Today’s election results will be interesting to learn about later tonight and tomorrow. Study the winners. It’s likely that they studied the American mind in order to win.

If you want to know more about the American way of thinking, here’s a list of books you should consider:

“American Exceptionalism: A Double-Edged Sword,” Seymour Martin Lipsett, W. W. Norton & Company: 1996. I’ve found this to be the best book that sums up all of the ideas that have created the American state of mind. Lipsett is a political scientist.

“American Genesis: Captain John Smith and the Founding of Virginia,” Alden T. Vaughan, Little, Brown and Company: 1975. I read this book in college while majoring in history. I’ve found this to be the single best book on the Jamestown colony.

“Captain John Smith: Jamestown and the Birth of the American Dream,” Dorothy and Thomas Hoobler, John Wiley & Sons, Inc.: 2006. A very readable book but it takes second place to Vaughan’s book.

“Mayflower: A Story of Courage, Community, and War,” Nathaniel Philbrick, Viking: 2006. This is a great read. I just bought it without my wife’s permission. Yikes!!!!!
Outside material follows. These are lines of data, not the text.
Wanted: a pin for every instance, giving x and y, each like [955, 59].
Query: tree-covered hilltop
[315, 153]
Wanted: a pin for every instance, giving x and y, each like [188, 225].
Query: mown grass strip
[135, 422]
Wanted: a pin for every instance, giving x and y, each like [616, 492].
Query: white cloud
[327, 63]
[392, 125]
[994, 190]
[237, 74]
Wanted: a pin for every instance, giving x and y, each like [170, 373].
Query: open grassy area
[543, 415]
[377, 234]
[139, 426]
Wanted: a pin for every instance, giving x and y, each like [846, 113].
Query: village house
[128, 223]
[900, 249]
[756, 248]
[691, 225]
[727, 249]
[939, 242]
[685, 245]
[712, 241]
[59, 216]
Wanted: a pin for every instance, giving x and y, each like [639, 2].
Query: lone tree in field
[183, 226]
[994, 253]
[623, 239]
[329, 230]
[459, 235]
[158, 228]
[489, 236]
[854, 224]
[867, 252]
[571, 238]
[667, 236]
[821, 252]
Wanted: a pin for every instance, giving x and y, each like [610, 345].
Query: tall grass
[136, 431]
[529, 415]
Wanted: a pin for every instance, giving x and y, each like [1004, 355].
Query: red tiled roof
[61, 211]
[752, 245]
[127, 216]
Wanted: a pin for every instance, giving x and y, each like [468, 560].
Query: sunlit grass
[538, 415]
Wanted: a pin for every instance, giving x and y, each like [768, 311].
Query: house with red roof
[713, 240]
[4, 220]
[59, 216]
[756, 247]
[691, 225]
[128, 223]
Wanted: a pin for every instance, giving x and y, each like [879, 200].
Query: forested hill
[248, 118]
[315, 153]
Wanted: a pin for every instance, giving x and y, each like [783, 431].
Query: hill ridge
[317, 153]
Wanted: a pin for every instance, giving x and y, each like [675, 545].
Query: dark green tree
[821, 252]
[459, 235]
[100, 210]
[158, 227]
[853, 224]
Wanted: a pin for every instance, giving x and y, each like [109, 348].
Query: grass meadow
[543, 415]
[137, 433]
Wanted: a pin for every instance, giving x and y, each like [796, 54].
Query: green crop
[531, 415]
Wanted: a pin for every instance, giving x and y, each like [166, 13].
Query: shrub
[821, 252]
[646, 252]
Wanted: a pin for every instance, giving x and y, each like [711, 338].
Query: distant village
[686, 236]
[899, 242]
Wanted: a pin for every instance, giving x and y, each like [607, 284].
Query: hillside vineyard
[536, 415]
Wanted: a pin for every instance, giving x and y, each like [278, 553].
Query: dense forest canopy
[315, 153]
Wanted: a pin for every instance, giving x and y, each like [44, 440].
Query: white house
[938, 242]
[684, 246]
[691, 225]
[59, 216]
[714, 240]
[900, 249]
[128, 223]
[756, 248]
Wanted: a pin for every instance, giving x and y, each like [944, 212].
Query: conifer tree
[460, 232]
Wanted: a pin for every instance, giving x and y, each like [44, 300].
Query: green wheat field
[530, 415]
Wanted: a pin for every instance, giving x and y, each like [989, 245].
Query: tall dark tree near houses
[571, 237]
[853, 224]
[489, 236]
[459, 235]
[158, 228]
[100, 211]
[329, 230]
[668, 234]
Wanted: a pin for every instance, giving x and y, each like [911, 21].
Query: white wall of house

“The American Mind: An Interpretation of American Thought and Character Since the 1880’s” Henry Steele Commager, Yale University Press: 1950. Commager was an American icon in political science circles in the mid-20th century.
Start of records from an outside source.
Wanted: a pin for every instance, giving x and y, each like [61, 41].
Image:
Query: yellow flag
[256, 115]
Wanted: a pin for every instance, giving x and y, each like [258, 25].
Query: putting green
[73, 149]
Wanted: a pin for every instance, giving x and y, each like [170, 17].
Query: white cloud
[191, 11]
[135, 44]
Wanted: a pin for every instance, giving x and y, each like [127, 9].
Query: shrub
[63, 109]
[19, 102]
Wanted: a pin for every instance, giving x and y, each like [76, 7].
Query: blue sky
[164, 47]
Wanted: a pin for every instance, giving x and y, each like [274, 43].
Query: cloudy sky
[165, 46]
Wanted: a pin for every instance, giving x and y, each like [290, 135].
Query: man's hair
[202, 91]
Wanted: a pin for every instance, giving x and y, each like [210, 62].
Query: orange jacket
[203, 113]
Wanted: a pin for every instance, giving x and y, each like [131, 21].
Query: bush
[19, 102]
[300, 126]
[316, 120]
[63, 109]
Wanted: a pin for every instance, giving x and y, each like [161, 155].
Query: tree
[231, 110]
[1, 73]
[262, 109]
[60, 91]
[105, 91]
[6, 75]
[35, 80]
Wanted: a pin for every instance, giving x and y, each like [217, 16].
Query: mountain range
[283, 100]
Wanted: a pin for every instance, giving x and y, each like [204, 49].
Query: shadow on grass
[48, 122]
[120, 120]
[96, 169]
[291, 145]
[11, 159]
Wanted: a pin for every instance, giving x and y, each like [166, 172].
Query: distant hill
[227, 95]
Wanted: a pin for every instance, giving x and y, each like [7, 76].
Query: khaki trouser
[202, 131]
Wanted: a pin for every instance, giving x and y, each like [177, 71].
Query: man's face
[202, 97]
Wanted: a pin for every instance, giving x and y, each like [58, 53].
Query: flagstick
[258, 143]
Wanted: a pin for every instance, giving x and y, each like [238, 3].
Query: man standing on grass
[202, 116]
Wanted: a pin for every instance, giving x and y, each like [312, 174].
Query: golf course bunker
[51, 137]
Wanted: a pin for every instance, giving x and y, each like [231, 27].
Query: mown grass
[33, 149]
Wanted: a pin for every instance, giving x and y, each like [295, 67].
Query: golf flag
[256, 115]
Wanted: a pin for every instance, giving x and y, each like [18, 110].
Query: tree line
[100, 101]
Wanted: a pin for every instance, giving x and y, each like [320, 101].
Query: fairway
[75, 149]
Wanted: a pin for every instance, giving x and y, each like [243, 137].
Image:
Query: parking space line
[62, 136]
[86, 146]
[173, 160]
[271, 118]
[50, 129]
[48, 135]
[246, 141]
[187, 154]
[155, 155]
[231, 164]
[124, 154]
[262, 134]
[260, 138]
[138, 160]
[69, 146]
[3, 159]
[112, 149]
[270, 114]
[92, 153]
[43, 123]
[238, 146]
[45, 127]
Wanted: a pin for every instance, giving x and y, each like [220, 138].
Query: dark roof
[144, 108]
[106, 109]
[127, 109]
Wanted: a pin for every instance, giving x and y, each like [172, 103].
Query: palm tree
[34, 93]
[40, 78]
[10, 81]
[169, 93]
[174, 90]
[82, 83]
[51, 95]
“The American Political Tradition & The Men Who Made It,” Richard Hofstadter, Alfred A. Knopf: 1968. Anyone who has ever studied American politics has read something by Richard Hofstadter. I first came across him while studying U.S. History in high school, when I was expected to read his tome, “The Age of Reform.”

“The American Revelation: Ten Ideals that Shaped Our Country from the Puritans to the Cold War,” Neil Baldwin, St. Martin’s Press: 2005. An excellent book but I keep wondering why he didn’t write about Jamestown.

“Theology in America: Christian Thought from the Age of the Puritans to the Civil War,” E. Brooks Holifield, Yale University Press: 2003. This is heavy reading, especially if you’re not all that grounded in religious thought.